Is this Change the Answer to that Problem? Correlating Descriptions of Bug and Code Changes for Evaluating Patch Correctness

@inproceedings{tian2022change,
  title={Is this Change the Answer to that Problem? Correlating Descriptions of Bug and Code Changes for Evaluating Patch Correctness},
  author={Tian, Haoye and Tang, Xunzhu and Habib, Andrew and Wang, Shangwen and Liu, Kui and Xia, Xin and Klein, Jacques and Bissyand{\'E}, Tegawend{\'E} F},
  booktitle={37th IEEE/ACM International Conference on Automated Software Engineering},
  pages={1--13},
  url = {https://doi.org/10.1145/3551349.3556914}, 
  doi = {10.1145/3551349.3556914},
  year={2022}
}

Paper Link: https://dl.acm.org/doi/abs/10.1145/3551349.3556914

Quatrain

Quatrain (Question Answering for Patch Correctness Evaluation), a supervised learning approach that exploits a deep NLP model to classify the relatedness of a bug report with a patch description.

Catalogue of Repository

artifact_detection_model: a model to detect codes in text.
data: processed and structured dataset.
experiment: scripts to obtain experimental results of paper. 
figure: saved figures for experiment
preprocess: scripts to extract bug reports and commit messages.
representation: embeddings representation model.
utils: scripts to deduplicate dataset.
---------------
INSTALL.md: installation instructions.
quatrain_model.h5: pre-trained QUATRAIN model for users' custom prediction.
requirements.txt: required dependencies.
run.py: entrance to conduct experiment.

Ⅰ) Dataset

bug report summary: title for bug issue.
bug report description: detailed description for bug issue.
patch description: CodeTrans-generated commit message for patch.
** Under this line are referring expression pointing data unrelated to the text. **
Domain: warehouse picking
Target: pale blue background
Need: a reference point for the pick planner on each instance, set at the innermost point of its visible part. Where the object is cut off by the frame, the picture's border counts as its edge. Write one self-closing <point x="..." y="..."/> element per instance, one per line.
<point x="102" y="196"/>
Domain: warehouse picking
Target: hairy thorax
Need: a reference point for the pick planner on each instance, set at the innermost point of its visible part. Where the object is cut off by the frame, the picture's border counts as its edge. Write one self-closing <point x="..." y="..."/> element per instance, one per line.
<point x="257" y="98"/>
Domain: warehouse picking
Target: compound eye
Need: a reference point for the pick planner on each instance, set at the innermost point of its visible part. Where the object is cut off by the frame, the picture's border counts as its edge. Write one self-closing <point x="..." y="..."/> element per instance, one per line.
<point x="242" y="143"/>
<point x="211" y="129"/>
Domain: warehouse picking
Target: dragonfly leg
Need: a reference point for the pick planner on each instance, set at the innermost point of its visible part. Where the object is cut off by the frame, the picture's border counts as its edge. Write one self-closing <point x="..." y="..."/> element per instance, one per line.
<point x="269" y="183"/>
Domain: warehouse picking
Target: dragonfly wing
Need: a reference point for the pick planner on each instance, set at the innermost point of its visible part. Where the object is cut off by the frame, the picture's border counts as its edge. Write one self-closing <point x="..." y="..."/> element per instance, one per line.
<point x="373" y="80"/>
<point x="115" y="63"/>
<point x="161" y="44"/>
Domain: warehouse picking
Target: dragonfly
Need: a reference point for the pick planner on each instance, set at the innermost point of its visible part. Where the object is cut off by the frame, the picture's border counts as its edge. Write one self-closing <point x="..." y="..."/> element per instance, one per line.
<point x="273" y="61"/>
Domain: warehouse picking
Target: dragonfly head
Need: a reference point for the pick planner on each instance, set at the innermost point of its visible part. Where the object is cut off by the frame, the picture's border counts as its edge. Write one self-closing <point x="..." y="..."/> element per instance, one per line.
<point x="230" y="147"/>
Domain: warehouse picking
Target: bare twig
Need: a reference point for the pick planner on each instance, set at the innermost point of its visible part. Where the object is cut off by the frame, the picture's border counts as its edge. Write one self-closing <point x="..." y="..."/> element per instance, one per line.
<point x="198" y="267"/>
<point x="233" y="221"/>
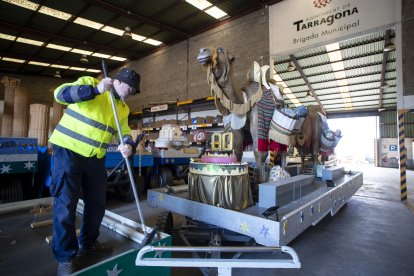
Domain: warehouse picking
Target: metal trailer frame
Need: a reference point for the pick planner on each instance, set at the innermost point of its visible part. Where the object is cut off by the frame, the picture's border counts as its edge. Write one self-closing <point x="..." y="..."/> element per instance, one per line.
<point x="275" y="230"/>
<point x="224" y="266"/>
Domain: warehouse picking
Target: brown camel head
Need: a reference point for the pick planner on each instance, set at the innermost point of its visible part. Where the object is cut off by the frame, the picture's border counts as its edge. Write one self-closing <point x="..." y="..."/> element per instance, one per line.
<point x="220" y="60"/>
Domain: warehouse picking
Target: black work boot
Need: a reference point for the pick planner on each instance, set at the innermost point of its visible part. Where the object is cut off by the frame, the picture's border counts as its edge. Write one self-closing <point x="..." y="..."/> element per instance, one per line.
<point x="96" y="249"/>
<point x="66" y="268"/>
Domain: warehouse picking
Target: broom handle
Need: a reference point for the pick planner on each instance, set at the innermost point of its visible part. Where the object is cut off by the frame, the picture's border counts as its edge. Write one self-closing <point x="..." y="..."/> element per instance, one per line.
<point x="131" y="176"/>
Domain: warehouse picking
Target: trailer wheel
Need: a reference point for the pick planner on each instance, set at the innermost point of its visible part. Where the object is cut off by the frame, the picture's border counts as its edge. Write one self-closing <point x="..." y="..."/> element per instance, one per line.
<point x="165" y="223"/>
<point x="126" y="192"/>
<point x="11" y="189"/>
<point x="163" y="178"/>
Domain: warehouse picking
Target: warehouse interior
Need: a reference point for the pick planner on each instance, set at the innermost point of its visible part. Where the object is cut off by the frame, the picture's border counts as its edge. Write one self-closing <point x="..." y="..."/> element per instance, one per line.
<point x="351" y="61"/>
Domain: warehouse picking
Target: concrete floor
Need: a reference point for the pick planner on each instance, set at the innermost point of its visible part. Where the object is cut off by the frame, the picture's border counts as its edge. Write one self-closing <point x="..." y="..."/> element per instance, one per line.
<point x="371" y="235"/>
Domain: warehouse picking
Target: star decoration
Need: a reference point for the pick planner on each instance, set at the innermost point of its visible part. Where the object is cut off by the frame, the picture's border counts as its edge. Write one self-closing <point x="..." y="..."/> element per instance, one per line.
<point x="6" y="169"/>
<point x="28" y="165"/>
<point x="264" y="231"/>
<point x="159" y="253"/>
<point x="114" y="272"/>
<point x="285" y="227"/>
<point x="152" y="198"/>
<point x="244" y="227"/>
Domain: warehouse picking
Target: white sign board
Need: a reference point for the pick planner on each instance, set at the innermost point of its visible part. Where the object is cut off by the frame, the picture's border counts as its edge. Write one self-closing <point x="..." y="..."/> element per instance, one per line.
<point x="159" y="108"/>
<point x="298" y="24"/>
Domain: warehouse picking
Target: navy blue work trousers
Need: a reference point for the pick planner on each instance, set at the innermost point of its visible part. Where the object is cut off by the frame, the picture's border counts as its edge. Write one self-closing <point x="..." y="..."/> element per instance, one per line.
<point x="72" y="173"/>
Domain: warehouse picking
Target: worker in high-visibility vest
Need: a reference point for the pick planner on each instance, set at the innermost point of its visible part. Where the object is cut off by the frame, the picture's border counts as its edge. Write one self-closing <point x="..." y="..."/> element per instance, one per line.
<point x="80" y="141"/>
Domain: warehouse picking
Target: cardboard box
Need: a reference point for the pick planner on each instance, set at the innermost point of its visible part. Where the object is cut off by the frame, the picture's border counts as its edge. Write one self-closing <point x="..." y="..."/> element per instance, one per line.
<point x="210" y="119"/>
<point x="198" y="120"/>
<point x="218" y="119"/>
<point x="152" y="136"/>
<point x="159" y="124"/>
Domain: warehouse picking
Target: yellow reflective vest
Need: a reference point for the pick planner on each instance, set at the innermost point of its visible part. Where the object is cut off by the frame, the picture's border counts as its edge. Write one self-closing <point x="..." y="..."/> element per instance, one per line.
<point x="87" y="126"/>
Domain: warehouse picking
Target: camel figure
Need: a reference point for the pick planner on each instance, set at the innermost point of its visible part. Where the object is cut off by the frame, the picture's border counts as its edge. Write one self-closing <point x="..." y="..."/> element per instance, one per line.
<point x="308" y="140"/>
<point x="246" y="104"/>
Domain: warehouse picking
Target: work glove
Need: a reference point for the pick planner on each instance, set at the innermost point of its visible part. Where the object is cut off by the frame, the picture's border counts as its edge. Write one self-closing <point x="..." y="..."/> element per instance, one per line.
<point x="104" y="85"/>
<point x="125" y="150"/>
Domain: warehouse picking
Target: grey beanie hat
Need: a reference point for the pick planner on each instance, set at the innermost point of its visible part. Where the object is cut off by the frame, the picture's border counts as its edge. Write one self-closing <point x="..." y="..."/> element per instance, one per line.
<point x="129" y="77"/>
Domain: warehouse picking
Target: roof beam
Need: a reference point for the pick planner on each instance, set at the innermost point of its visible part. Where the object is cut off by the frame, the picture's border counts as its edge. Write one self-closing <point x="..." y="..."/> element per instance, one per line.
<point x="112" y="50"/>
<point x="135" y="16"/>
<point x="30" y="58"/>
<point x="305" y="79"/>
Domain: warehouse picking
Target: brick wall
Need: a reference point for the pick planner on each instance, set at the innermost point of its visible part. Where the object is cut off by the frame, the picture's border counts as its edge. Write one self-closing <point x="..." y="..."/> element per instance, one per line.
<point x="407" y="46"/>
<point x="166" y="74"/>
<point x="38" y="86"/>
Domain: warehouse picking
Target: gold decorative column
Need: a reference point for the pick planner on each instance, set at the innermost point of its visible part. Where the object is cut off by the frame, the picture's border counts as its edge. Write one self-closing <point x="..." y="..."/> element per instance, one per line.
<point x="39" y="123"/>
<point x="10" y="85"/>
<point x="21" y="112"/>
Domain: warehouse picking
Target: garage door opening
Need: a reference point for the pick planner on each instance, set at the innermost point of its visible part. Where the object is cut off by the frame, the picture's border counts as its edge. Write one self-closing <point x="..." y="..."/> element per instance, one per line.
<point x="357" y="146"/>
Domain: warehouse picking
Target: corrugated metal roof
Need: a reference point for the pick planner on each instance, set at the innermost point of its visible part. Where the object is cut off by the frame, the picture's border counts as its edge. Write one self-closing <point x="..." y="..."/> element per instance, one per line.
<point x="359" y="79"/>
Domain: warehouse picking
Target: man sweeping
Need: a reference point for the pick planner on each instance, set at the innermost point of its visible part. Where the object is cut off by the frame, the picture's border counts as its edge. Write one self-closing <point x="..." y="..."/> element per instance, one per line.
<point x="80" y="141"/>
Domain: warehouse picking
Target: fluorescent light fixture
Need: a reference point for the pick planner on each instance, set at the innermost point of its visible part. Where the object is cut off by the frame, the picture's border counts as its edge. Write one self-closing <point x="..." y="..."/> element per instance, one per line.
<point x="332" y="47"/>
<point x="152" y="41"/>
<point x="127" y="33"/>
<point x="342" y="82"/>
<point x="55" y="13"/>
<point x="39" y="63"/>
<point x="113" y="30"/>
<point x="59" y="66"/>
<point x="24" y="4"/>
<point x="101" y="55"/>
<point x="30" y="41"/>
<point x="57" y="74"/>
<point x="389" y="47"/>
<point x="216" y="12"/>
<point x="80" y="51"/>
<point x="76" y="68"/>
<point x="58" y="47"/>
<point x="88" y="23"/>
<point x="84" y="59"/>
<point x="93" y="70"/>
<point x="14" y="60"/>
<point x="138" y="37"/>
<point x="118" y="58"/>
<point x="7" y="37"/>
<point x="290" y="67"/>
<point x="199" y="4"/>
<point x="338" y="66"/>
<point x="340" y="75"/>
<point x="335" y="56"/>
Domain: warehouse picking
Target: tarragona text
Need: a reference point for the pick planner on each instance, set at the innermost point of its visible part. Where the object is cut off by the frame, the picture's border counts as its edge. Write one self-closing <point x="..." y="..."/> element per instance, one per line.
<point x="329" y="20"/>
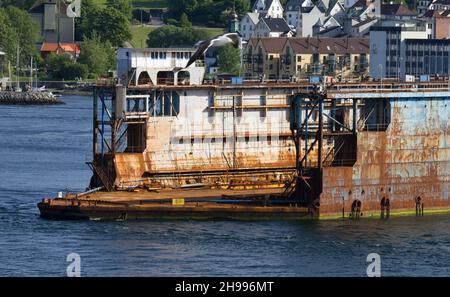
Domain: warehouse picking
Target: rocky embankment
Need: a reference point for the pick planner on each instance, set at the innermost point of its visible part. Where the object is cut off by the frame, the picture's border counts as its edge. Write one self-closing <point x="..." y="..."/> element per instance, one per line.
<point x="28" y="98"/>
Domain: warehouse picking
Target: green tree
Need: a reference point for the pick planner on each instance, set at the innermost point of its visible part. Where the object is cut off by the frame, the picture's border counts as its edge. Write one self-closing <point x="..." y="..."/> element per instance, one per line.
<point x="207" y="12"/>
<point x="167" y="36"/>
<point x="108" y="23"/>
<point x="18" y="30"/>
<point x="229" y="60"/>
<point x="184" y="21"/>
<point x="123" y="6"/>
<point x="62" y="67"/>
<point x="98" y="56"/>
<point x="8" y="39"/>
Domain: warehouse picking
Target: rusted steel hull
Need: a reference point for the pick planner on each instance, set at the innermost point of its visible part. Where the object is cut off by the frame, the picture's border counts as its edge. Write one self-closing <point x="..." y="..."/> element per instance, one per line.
<point x="381" y="152"/>
<point x="88" y="210"/>
<point x="411" y="159"/>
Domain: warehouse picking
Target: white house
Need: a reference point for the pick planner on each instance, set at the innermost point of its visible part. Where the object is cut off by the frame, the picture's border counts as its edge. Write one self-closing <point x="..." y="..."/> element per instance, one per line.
<point x="308" y="17"/>
<point x="270" y="8"/>
<point x="328" y="27"/>
<point x="248" y="24"/>
<point x="440" y="5"/>
<point x="422" y="6"/>
<point x="337" y="11"/>
<point x="293" y="12"/>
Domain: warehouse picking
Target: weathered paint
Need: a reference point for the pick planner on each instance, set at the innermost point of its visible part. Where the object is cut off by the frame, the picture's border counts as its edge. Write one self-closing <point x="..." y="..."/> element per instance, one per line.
<point x="410" y="159"/>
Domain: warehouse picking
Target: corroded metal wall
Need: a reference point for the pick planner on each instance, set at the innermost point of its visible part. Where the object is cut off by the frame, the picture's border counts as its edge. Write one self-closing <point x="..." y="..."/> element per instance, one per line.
<point x="410" y="159"/>
<point x="227" y="131"/>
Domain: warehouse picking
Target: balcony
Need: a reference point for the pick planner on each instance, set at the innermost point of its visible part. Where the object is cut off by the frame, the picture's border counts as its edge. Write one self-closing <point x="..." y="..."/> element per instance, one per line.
<point x="286" y="59"/>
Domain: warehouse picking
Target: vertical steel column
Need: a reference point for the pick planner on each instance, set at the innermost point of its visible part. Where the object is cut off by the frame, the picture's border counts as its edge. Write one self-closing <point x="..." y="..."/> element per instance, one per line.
<point x="102" y="98"/>
<point x="354" y="115"/>
<point x="94" y="123"/>
<point x="306" y="133"/>
<point x="320" y="132"/>
<point x="114" y="124"/>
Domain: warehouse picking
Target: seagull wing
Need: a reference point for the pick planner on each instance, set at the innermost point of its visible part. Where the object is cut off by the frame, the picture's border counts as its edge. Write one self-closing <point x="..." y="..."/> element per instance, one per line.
<point x="202" y="48"/>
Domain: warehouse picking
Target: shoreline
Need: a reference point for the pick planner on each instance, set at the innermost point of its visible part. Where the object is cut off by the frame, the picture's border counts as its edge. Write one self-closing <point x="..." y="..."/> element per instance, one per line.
<point x="28" y="98"/>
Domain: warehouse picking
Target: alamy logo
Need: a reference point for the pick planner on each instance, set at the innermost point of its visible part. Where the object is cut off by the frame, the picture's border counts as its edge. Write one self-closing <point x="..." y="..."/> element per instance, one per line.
<point x="74" y="8"/>
<point x="74" y="268"/>
<point x="374" y="268"/>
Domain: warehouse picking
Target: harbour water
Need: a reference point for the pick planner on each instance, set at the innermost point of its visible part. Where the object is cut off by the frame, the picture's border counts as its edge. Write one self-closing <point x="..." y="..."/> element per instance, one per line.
<point x="43" y="150"/>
A) Table 1: Datasets of labelled patches.

data/bugreport_patch.txt: 9135 (1591:7544) Pairs of Bug report & Commit message. Structured as bug-id $$ bug report summary $$ bug report description $$ patchId $$ patch description $$ label
data/bugreport_patch_json_bert.pickle: Bert embeddings of Pairs of Bug report & Commit message.
data/bugreport_patch_array_bert.pickle: Bert embeddings of paris for 10-fold cross validation.

B) Colleted elements

data/BugReport: Bug reports texts for Defects4j, Bugsjar, Bears. Structured as `bug-id $$ bug report summary $$ bug report description` in txt file.
data/CommitMessage: Commit messages written by developer or generated by CodeTrans in format of json and pickle. Structured as `bug-id: commit message` in json file.
---------------
BATS_RESULT_0.0.json: the prediction results of BATS with cut-off 0.0 on our dataset. 
BATS_RESULT_0.8.json: the prediction results of BATS with cut-off 0.8 on our dataset.
PATCHSIM_RESULT.json: the prediction results of Patch-Sim on our dataset.
PatchLabelsYe.csv: the original prediction results of ODS.
Bears_testinfo.txt: the stack failure information of test suites for Bears.   
bears_index_dict(inverse).json: dictionary of bug-id and commit-id. 
save_bugreport_patch.py: script to produce data/bugreport_patch.txt.

Ⅱ) Requirements

A) Environment

python 3.7 (Anaconda recommended)
pip install -r requirements.txt

run sudo apt-get install python3.7-dev first if you don't have python3.7 dev package.

B) Data elements

download ASE2022withTextUnique.zip (need to be unzipped) and ASE_features2_bert.pickle from data in Zenodo, accordingly change the absolute path of these two files in experiment/config.py of this repository as below.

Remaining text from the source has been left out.